Comment réformer la psychiatrie en France ?
La stigmatisation ou l’invisibilité des patients psychiatriques témoignent d’un défaut de soins adaptés. Pourtant des innovations thérapeutiques sont possibles grâce aux progrès de la recherche selon un récent rapport.
L'Académie nationale de médecine a appelé fin juin à "un plan de mobilisation nationale" pour la psychiatrie, à l'image de ce qui a été fait pour le cancer, afin de "se redonner l'ambition de guérir" les maladies mentales. Pour nous en parler, le Pr Jean-Pierre Olié, psychiatre et membre de l'Académie nationale de médecine, qui a dirigé ce rapport.
Quelle était l'urgence de ce rapport ?
Pr Jean-Pierre Olié, psychiatre : La situation est douloureuse, ces personnes souffrant d’une maladie mentale ont une espérance de vie réduite de plusieurs années, un diagnostic tardif, alors qu’en France nous dépensons beaucoup pour la psychiatrie et que nous avons beaucoup de possibilités.
La recherche avance dans ce domaine, peut-elle aller plus loin ?
Pr Jean-Pierre Olié, psychiatre : Oui, la recherche peut aller plus loin mais elle ne produira un effet que si le stigma sur ces maladies est levé. Elle peut aller plus loin par l’identification d’indices biologiques, qui permettent d’affiner les diagnostics, les pronostics, et de guider les thérapeutiques.
Quelles sont les faiblesses de la psychiatrie en France ?
Pr Jean-Pierre Olié, psychiatre : La psychiatrie a surtout beaucoup de richesses en France, nous sommes dans les pays de l'OCDE en troisième position en nombre de psychiatres. Selon un rapport de la Cour des Compte 110 milliards sont dévolus à la maladie mentale chaque année, et malgré cela les résultats ne sont pas à la hauteur.
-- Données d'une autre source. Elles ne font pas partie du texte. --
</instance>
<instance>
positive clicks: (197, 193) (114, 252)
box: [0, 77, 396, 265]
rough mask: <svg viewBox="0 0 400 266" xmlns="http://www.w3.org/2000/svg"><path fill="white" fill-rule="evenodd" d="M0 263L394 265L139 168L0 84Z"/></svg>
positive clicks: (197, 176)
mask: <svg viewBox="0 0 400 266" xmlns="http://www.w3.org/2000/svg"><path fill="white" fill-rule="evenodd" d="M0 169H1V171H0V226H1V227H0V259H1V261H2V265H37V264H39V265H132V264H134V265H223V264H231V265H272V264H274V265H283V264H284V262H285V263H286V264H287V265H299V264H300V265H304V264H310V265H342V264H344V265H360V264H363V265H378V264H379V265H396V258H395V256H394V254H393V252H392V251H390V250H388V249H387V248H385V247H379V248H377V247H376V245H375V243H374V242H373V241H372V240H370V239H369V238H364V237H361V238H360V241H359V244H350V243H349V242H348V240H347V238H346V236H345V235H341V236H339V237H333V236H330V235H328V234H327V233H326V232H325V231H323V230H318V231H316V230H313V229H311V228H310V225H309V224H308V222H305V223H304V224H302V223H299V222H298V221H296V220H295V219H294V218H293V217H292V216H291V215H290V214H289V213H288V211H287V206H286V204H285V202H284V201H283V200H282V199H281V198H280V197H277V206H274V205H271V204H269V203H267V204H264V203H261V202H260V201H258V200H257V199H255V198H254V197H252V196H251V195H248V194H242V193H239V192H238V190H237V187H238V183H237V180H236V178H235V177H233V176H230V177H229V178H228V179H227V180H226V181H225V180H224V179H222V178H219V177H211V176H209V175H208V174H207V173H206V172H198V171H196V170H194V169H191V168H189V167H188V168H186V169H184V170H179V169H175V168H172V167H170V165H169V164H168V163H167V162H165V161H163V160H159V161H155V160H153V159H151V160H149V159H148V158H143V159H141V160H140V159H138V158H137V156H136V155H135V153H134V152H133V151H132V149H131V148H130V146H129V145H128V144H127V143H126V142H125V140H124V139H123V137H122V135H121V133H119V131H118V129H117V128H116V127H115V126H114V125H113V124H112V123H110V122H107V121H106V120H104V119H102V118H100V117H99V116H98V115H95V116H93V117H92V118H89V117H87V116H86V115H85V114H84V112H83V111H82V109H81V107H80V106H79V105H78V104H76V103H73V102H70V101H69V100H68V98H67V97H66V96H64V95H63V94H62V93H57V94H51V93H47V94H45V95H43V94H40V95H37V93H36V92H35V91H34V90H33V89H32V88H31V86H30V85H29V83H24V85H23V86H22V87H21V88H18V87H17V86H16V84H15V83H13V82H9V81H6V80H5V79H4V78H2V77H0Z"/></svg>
Il faut donc organiser différemment. Et régler le problème des inégalités territoriales.
Il est troublant de voir que plus de la moitié des personnes qui prises en charge en psychiatrie passe par les urgences. Ils arrivent à l’occasion d’une crise, ça veut dire qu’en amont de la crise, on n’a pas su identifier les symptômes ou mettre en place les conditions d'un traitement.
Quelles propositions faites-vous pour améliorer ?
Pr Jean-Pierre Olié, psychiatre : Il faut réaffirmer le rôle clé du médecin généraliste qui doit orienter et s'assurer du suivi au long cours. Ils doivent s’appuyer sur les maisons des adolescents, car la plupart des maladies psychiatriques commencent à ce moment là, entre 17 et 30 ans, en particulier à la fin de l'adolescence.
Comment améliorer la prise en charge psychiatrique dans les prisons ?
Pr Jean-Pierre Olié, psychiatre : Nous sommes revenus avant le 18ème siècle, les malades mentaux sont enfermés dans les prisons françaises, en même temps que les délinquants qui ne présentent pas de maladie. C’est grave. Aujourd’hui, en France on voit augmenter le nombre d’hospitalisations sans consentement en psychiatrie, selon le rapport de la gestion des centres de privation de liberté, il aurait doublé ces 5 dernières années.